A U.S. Department of Agriculture (USDA) entomologist in California is helping growers evaluate a new lure designed to monitor for infestations of navel orangeworms (NOW), the number-one pest of almonds and pistachios and a major pest of walnut. The work by Charles Burks, who is with the Agricultural Research Service (ARS) in Parlier, could also help reduce insecticide use on the 1.3 million acres where $7 billion worth of almonds, pistachios and walnuts are grown each year.
Some growers use traps supplied with almond meal to attract NOW. Known as egg traps, they require growers to count eggs left by mated females who have visited the traps. But counting eggs is labor intensive and notoriously unreliable. Instead of almond meal, the new NOW BioLure uses a complicated blend of synthesized female pheromones to attract males. It can be used with a variety of traps and is easier to use.
Burks and his colleagues compared the number of NOW captured in a commonly used trap baited with either the new lure or unmated females placed in mesh bags. The study involved experiments in almond and pistachio fields, each running about 2 to 3 months. Unmated females had to be replaced every 4 days to ensure they were alive—since they were being used as the bait.

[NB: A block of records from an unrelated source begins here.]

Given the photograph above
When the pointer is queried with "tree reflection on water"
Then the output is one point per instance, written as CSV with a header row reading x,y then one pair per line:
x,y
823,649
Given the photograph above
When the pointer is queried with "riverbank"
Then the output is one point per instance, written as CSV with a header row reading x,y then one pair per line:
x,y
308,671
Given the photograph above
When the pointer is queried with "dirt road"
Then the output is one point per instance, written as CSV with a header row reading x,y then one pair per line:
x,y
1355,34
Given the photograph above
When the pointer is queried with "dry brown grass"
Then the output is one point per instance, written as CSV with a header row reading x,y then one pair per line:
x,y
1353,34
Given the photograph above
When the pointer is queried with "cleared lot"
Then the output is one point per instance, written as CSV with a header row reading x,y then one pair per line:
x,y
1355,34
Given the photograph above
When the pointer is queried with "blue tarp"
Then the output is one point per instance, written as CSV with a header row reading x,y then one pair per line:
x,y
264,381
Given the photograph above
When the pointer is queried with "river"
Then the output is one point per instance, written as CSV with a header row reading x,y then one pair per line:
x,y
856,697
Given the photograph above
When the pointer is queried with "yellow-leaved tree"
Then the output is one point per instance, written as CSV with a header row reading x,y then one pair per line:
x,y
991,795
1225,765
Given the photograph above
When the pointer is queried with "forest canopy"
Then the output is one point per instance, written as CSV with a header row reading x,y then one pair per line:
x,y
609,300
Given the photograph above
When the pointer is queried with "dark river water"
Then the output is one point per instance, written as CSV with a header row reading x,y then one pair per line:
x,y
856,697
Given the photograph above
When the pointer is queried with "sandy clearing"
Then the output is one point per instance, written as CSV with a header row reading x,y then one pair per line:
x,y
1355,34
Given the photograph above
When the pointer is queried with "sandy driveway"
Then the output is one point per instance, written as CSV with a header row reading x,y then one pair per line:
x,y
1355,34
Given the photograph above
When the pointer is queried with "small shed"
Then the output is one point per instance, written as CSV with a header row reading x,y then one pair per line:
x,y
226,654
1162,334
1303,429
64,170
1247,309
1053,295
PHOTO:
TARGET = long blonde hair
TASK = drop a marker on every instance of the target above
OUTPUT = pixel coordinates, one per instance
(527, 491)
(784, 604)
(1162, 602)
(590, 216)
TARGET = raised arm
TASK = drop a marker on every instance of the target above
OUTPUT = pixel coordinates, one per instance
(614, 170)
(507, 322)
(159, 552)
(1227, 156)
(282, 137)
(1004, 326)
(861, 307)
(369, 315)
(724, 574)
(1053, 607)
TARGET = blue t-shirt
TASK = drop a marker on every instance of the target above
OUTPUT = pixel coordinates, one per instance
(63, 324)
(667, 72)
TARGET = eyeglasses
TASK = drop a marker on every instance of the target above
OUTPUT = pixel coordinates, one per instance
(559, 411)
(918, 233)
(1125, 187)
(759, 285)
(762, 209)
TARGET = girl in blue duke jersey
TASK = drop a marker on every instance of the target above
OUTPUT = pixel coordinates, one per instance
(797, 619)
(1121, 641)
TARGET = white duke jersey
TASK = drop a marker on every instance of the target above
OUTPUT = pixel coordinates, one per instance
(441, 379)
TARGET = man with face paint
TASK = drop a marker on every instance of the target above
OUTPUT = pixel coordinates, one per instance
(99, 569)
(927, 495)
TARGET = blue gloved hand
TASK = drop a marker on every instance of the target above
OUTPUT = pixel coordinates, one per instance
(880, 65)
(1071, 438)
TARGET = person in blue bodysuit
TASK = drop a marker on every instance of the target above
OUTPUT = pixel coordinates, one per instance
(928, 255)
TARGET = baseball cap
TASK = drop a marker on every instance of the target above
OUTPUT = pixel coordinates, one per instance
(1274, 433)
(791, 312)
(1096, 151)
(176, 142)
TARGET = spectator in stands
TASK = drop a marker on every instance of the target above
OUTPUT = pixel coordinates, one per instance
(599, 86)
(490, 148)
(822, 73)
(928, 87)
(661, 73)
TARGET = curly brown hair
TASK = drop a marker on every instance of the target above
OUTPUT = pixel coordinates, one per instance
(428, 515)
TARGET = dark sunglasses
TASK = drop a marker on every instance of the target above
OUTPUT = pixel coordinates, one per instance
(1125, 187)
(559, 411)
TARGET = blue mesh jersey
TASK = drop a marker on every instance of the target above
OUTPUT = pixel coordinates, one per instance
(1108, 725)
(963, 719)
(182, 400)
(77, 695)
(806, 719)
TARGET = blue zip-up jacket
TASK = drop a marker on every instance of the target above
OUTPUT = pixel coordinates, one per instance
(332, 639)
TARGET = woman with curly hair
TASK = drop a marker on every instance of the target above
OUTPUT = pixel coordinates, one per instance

Results, published in the journal Insects in July 2014, showed the female bait captured more insects than the new lure (353 vs. 212 overall), but the lure attracted insects for 40 days.
They also compared capture results using three different types of traps baited with either the lure or live females. They placed traps at a variety of distances from each other and counted “single night” captures and capture rates over a four-month growing season. The results, published in the Journal of Economic Entomology in February 2015, showed that trap design and trap density, or the spacing between traps, are important factors.
Along with previous studies on egg traps, the work shows that the lure does not trap as many NOW as female-baited traps, but it is an improvement over egg traps. It also shows that the right trap and the optimal trap density will vary, depending on a grower’s needs.